Finn the therapy dog is very calm, cool and collected when he’s on the job at the North Point Education Service Center in Graytown. The nine-month-old black flat-coated retriever is still a puppy at heart, though, reports his around-the-clock handler, Ottawa County Sheriff’s Deputy Chad Millner.
“When he’s on the job as a therapy dog here at the school, he’s been a very calm boy,” said Millner, the school resource officer. “That’s been quite remarkable, when you consider he’s such a young dog.”
Finn has also been able to connect with the students, many with special needs.
“I attended a meeting recently for one of our elementary students,” said Lori Chapin, a lead teacher at North Point Educational Service Center. “The parent remarked that Finn is a main contributing factor for her child’s continued success at Graytown.”
Chapin said Finn recently attended a training in Columbus, and won a first place ribbon in an AKC Canine Good Citizen test.
“There are times when a student can become agitated or frustrated while at school,” said Millner. “Interacting with Fin really can help to prevent a meltdown.
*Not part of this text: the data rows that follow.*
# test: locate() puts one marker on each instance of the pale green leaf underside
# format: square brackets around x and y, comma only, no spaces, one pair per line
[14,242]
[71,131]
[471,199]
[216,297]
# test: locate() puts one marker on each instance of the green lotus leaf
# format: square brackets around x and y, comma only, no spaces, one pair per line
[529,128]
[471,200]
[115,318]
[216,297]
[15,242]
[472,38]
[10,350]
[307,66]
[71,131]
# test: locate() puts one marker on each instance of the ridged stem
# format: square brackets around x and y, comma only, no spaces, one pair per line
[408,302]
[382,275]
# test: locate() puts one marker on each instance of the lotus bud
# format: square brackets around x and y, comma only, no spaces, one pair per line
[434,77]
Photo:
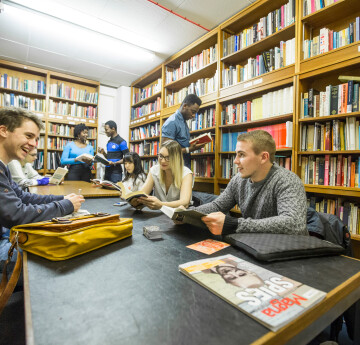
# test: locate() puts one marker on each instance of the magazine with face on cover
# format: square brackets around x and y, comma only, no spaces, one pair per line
[268,297]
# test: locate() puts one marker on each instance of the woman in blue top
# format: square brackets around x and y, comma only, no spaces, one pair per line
[78,170]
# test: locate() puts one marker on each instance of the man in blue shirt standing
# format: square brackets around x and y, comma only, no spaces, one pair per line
[116,150]
[176,128]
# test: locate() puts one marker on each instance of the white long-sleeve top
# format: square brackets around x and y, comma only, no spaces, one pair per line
[25,176]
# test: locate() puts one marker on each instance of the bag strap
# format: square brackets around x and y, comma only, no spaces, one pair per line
[7,287]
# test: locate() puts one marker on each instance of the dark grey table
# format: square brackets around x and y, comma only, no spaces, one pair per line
[131,292]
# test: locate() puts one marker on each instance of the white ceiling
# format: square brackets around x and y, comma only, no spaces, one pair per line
[55,42]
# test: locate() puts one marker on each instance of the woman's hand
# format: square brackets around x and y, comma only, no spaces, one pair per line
[152,202]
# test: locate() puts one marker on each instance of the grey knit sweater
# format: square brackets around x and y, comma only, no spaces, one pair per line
[276,204]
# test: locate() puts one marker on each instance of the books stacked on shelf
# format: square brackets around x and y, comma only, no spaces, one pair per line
[19,101]
[268,25]
[192,65]
[333,135]
[284,161]
[65,91]
[39,162]
[313,6]
[330,170]
[229,140]
[146,92]
[268,61]
[328,39]
[153,148]
[72,109]
[228,168]
[20,84]
[57,143]
[53,160]
[201,87]
[274,103]
[282,134]
[146,109]
[257,293]
[348,212]
[336,99]
[203,119]
[148,163]
[143,132]
[203,167]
Finn is such a friendly dog, and all of the students just love him, and eager to have him to join them for some fun time.”
When Finn is cooped up in Millner’s small office at the school, he handles it well.
“Finn just heads for his dog bed and goes to sleep,” said Millner, with a laugh.
Finn and Millner are full-time partners. The young dog becomes the family pet after the school bell rings and Millner and Finn head home to their rural home.
“When I take off that therapy dog vest at the end of the day, Finn becomes a pure puppy, racing around the yard and having a ball,” said Millner. “He’s a very friendly guy, one of the reasons he was hand-picked to become a therapy dog. Everyone just loves him.”
It is almost a miracle that Finn became a therapy dog in the first place. As a young pup, he was found wandering the streets of Columbus and taken to the Franklin County Department of Animal Care and Control’s shelter. Finn began to impress the shelter folks with his natural abilities and obedience.
“We were looking for a therapy dog, and they recommended adopting Finn,” said Millner. “They covered all of the costs, including neutering and adoption fees, and got Finn started with obedience training.”
Finn and Millner will head back to Columbus for more formal training in a few weeks, and complete his certification as a therapy dog.
Having dogs to help deputies has become a very positive program for his department, said Ottawa County Sheriff Steve Levorchick.
“Finn has worked out so well that we’re contemplating getting another therapy dog,” said Levorchick. “It’s an inexpensive program, costing just food and veterinarian bills, and both the officers and their families enjoy working with the dogs. They become a real team.”